I don’t want to completely dismiss Malthusian objections that life in the distant future will be barely worth living, but the risk of a Malthusian future would need to be well above 50 percent to substantially alter the optimal focus of philanthropy, and the strongest Malthusian arguments that I can imagine leave much more uncertainty than that. (If I thought I could alter the probability of a Malthusian future, maybe I should devote effort to that. But I don’t currently know where to start).
Thus the conclusion seems like it ought to be too obvious to need repeating, but it’s far enough from our normal experiences that most of us tend to pay inadequate attention to it. So I’m mentioning it in order to remind people (including myself) of the need to devote more of our time to thinking about risks such as those associated with AI or asteroid impacts.

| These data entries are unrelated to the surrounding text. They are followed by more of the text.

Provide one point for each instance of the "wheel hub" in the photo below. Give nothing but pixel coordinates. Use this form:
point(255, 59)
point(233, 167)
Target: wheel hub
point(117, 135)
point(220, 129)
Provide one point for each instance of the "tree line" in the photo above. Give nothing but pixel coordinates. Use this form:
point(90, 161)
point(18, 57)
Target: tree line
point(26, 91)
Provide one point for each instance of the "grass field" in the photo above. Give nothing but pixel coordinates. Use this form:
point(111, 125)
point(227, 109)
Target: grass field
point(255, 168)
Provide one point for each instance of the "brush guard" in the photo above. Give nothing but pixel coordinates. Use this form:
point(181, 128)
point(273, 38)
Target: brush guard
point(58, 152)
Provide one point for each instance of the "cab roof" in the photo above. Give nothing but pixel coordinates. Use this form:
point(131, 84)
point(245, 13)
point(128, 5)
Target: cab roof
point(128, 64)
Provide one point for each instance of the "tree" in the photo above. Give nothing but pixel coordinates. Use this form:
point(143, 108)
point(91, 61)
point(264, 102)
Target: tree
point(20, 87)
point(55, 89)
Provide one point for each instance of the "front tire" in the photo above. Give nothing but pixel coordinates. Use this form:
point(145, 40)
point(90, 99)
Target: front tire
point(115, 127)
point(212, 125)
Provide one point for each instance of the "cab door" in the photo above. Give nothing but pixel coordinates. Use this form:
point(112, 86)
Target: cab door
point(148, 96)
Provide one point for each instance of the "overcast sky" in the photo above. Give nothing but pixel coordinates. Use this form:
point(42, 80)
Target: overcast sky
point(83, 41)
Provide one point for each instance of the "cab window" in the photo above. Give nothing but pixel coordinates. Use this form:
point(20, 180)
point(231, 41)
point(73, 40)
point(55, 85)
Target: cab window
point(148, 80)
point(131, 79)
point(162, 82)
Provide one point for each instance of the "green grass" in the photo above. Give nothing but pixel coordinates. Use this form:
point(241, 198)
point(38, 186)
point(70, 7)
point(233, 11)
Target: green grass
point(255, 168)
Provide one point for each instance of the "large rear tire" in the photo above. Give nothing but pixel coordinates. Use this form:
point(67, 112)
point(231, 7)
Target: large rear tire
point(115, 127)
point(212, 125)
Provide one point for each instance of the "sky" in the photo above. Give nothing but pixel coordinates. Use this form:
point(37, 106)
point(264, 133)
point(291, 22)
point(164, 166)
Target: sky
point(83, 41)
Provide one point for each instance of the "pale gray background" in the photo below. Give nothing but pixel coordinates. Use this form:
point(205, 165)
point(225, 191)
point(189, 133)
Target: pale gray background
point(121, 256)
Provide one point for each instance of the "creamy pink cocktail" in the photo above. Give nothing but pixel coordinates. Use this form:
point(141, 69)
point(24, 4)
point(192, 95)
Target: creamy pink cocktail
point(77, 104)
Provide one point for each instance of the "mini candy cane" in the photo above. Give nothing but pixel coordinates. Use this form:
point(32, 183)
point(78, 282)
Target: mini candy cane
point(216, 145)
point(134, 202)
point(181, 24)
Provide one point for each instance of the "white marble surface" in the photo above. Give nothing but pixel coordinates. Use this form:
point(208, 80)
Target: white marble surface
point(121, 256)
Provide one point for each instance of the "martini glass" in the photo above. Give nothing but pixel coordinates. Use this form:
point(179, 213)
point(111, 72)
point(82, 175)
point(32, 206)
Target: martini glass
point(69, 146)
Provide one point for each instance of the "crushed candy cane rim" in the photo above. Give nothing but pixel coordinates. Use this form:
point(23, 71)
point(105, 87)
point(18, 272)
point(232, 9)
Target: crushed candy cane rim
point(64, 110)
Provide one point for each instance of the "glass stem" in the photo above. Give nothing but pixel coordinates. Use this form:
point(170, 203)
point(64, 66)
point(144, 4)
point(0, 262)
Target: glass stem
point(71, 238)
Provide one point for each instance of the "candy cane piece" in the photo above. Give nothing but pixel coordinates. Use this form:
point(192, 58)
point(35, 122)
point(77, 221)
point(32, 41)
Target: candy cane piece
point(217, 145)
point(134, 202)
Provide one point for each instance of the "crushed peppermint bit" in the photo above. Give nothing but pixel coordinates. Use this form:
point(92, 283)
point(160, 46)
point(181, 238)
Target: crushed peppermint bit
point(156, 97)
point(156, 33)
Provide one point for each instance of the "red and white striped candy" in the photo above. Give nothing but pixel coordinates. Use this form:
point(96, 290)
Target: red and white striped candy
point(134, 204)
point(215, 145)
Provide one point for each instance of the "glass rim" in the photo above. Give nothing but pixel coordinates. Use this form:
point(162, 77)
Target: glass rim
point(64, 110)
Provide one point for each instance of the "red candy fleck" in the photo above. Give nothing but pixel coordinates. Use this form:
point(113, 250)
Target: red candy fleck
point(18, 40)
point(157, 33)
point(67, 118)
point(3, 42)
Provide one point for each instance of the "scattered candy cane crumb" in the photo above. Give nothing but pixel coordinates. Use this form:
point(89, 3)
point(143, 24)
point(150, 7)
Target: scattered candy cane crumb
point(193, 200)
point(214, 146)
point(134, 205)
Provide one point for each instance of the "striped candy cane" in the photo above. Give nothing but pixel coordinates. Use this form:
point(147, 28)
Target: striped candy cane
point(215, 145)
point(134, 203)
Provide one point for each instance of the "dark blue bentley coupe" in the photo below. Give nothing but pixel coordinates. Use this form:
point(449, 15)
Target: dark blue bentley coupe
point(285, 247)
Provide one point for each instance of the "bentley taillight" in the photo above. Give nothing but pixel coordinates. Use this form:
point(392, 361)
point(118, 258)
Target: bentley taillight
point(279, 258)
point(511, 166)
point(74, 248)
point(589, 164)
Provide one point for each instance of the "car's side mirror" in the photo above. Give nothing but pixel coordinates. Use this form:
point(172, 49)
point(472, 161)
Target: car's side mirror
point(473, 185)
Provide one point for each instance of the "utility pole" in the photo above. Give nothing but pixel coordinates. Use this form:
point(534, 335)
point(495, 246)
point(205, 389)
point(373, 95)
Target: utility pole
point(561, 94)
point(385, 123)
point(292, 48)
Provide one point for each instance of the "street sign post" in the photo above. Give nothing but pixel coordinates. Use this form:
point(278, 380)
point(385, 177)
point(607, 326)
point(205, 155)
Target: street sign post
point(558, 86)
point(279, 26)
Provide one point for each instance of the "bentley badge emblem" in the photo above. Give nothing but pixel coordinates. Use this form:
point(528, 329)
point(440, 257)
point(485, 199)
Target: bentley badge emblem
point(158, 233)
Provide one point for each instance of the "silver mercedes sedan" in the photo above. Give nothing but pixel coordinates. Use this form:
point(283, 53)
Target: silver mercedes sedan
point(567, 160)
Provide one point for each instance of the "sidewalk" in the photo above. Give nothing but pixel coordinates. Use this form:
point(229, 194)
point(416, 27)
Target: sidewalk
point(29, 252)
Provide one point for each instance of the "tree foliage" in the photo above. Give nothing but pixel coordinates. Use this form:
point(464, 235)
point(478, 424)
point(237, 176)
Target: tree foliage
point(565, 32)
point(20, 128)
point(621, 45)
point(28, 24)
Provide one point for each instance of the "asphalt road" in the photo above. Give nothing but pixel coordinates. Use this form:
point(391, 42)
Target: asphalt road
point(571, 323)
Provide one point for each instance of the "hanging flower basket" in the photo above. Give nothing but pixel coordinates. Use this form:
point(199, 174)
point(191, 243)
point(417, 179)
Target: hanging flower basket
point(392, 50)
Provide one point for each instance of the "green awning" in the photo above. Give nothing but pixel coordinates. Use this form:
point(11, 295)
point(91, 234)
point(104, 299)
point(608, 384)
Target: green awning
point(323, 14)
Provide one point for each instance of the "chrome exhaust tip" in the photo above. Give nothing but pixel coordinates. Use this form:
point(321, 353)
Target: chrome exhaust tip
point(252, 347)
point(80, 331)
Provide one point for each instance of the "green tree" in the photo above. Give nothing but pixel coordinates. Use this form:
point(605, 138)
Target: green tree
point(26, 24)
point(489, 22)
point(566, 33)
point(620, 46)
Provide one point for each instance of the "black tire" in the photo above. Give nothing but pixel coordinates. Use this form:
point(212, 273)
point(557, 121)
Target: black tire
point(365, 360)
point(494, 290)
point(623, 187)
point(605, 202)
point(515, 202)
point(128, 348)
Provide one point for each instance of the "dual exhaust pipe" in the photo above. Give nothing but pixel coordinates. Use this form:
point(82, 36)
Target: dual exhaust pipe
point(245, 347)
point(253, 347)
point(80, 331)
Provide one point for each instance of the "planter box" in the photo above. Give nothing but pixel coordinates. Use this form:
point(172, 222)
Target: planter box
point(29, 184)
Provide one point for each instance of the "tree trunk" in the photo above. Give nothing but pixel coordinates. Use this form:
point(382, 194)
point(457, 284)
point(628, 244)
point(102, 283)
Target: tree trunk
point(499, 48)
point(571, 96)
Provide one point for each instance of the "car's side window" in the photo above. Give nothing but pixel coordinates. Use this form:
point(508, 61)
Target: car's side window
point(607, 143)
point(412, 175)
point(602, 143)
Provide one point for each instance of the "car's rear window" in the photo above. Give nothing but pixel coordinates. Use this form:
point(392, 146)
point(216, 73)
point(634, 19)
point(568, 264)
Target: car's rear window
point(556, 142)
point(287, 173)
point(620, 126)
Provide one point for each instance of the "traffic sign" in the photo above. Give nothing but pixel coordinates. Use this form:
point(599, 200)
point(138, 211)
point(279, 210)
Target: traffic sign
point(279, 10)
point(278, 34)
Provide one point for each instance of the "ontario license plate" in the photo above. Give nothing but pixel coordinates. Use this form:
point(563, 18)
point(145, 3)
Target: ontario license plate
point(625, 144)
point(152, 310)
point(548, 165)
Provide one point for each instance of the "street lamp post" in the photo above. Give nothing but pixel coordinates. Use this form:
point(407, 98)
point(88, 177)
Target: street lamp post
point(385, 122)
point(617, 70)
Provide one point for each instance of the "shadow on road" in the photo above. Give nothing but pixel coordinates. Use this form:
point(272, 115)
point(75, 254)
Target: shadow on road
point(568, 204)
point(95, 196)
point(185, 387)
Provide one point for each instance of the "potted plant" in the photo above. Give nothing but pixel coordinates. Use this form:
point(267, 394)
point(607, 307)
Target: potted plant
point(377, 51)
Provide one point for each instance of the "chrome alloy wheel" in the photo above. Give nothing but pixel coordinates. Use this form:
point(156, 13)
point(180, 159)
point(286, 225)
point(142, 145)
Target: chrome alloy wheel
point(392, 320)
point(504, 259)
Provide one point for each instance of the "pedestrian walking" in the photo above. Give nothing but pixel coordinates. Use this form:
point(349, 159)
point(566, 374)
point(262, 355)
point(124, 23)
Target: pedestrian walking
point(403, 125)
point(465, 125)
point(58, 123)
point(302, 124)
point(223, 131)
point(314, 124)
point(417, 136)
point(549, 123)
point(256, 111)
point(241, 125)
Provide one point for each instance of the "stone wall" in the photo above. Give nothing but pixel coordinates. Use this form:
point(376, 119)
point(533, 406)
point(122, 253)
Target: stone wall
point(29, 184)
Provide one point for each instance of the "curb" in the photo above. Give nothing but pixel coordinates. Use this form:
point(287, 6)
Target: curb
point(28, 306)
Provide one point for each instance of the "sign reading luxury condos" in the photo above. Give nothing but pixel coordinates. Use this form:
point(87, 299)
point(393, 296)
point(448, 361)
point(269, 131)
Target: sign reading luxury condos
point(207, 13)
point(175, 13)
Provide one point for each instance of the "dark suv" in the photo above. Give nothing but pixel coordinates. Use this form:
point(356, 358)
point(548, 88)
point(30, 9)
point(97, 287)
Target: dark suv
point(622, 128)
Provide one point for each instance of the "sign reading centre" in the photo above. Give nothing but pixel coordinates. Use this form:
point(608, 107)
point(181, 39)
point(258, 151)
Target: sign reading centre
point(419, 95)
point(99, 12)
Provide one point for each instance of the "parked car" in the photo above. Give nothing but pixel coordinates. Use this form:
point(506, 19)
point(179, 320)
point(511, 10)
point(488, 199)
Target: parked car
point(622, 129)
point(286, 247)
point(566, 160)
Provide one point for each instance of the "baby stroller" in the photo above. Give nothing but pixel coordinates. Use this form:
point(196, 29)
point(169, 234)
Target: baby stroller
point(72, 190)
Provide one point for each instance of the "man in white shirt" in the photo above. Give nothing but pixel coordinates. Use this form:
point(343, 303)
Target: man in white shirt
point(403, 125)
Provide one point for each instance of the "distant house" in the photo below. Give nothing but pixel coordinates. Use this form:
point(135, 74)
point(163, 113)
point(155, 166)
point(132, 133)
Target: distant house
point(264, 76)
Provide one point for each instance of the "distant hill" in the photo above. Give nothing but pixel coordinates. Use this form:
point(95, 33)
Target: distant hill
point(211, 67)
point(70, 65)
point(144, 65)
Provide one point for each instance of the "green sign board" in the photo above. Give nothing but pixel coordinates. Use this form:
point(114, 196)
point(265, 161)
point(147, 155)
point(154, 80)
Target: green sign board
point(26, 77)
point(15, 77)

Book review: How to Spend $50 Billion to Make the World a Better Place, edited by Bjorn Lomborg.
This book makes plausible and somewhat thought-provoking claims about how an altruist ought to spend money to provide the most benefit to the needy. It concludes that high priorities should include control of HIV, malaria, malnutrition, and trade barriers.
It appears to come close to being a good book. It addresses fairly good questions about important issues. Unfortunately, it has been simplified for readability to such an extent as to prevent it from accomplishing much. Its arguments aren’t sufficiently detailed or backed by references for me to evaluate them. So they were probably intended to be accepted as a result of the authors’ authority. But their credentials leave plenty of room for doubt about how much deference their authority deserves.
So I’m left unsatisfied, and highly uncertain whether I ought to read the more detailed version of this book (Global Crises, Global Solutions).

Marginal Revolution summarizes an idea of Robin Hanson about how to overcome the problem of poor information regarding who is worthy of what charity (which I agree is a serious problem).

Unfortunately, I doubt it will work, because it suffers from very similar information problems as direct charity does. It requires donors to have good information about what a prototypical worthy recipient looks like (but having this information seems like a large part of the problem we are trying to solve), or else be able to hire someone who has better information about that than the donor (but Robin provides some strong reasons to doubt that is possible in his more recent paper He Who Pays The Piper Must Know The Tune).

I can imagine (but am unconvinced) that donors can describe the appropriate criteria for worthiness, and that the main information problem is distinguishing honest claims of meeting those criteria from dishonest claims. But the charity angels scheme rewards people for failing to distinguish honest claims, which makes me doubt that the giving that this scheme would encourage has much to do with truly worthy causes.

The “Tell Off A Jerk” variant on this theme seems closer to a workable idea, but it risks producing flame wars where people polarize into groups each of which uses charitable donations to encourage retaliation for the other group’s rude attempts at deterring jerkdom.